Babasının Uhud’da şehit olmasından sonra Hz. Câbir dul bir kadınla evlenmişti. Resûlullah (a.s.m.) bu evlenmeden haberdar olduğu zaman, biraz da taaccüple kendisine, “Bakire mi, dul mu aldın?” diye sormuştu. Câbir (r.a.) şöyle cevap verdi:
“Ey Allah’ın Resûl’ü, biliyorsunuz, benim yedi kız kardeşim vardır. Onlara bakıp saçlarını tarayacak, besleyip büyütecek tecrübeli birisini almak istedim. Onun için dul bir kadını tercih ettim.”
Fevkalade yakışıklılığı ve kahramanlığıyla istediği kızla evlenebilecek durumda olan Câbir’in bu davranışı Resûlullah’ın (a.s.m.) çok hoşuna gitti ve “İsabet ettin, ey Câbir!” diyerek kendisini teyit buyurdu.[3]Câbir’in (r.a.) evlendiği Süheyme binti Mes’ud isimli kadın, daha sonraları İslam’a büyük hizmetlerde bulunmuştur.[4]
Ensar’ın ileri gelenlerinden olan Hz. Câbir, Medine’ye iki kilometre kadar uzak bir mesafede oturmasına rağmen, Peygamber Mescidi’nde, Peygamberimizin (a.s.m.) imamlığında kılınan bütün vakit namazlarına iştirak ederdi. Hz. Câbir’in kabilesi olan Selemeoğulları bir ara Mescid-i Nebevî civarında boş olan yere yerleşmek istedi. Bunu haber alan Resûlullah, “Ey Selemeoğulları! Yurtlarınızdan ayrılmayınız ki, izleriniz [sevaplarınız] çok olsun.” buyurdu.[5]
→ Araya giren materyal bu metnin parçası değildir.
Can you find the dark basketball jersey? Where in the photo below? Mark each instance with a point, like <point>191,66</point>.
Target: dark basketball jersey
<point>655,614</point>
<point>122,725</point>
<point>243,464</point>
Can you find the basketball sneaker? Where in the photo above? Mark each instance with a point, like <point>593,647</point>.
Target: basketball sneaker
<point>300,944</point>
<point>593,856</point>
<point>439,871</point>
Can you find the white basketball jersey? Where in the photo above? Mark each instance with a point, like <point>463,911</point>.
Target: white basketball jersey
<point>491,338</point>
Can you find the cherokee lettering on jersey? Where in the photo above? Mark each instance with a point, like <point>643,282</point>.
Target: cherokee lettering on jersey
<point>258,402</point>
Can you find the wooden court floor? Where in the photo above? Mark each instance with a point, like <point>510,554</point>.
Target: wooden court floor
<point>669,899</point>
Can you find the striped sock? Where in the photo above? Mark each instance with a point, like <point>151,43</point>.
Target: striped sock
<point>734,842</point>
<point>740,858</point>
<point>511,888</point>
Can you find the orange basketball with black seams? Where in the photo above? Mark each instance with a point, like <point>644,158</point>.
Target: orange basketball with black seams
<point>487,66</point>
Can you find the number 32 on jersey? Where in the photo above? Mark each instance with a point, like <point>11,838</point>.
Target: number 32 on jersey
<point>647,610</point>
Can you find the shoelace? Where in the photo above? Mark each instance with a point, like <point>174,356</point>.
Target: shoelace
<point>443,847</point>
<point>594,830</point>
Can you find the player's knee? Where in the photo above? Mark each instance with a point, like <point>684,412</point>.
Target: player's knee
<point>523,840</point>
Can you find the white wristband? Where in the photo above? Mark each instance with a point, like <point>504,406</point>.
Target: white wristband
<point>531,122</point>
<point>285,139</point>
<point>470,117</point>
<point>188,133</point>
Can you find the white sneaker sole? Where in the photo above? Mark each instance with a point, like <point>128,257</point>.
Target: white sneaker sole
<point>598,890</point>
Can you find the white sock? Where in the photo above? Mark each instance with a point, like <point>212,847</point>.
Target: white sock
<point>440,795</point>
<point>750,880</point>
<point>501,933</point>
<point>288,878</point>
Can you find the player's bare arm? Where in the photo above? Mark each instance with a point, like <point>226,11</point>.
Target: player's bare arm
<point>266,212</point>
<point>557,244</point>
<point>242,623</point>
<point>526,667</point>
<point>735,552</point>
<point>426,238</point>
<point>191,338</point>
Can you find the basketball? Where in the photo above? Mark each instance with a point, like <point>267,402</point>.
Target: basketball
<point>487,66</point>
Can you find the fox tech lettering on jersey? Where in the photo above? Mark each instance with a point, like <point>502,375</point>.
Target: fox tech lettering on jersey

Hendek Harbi sırasında Müslümanlar en sıkıntılı günlerini yaşıyorlardı. Müslümanlar bir taraftan hendek kazarak muhasara için hazırlık yapıyorlar, diğer taraftan da açlık tehlikesiyle karşı karşıya bulunuyorlardı. Hz. Câbir’in (r.a.) rivayet ettiği bir hadise, Müslümanların bu harpte çektikleri sıkıntı ve ıstıraplarının açık bir misalidir.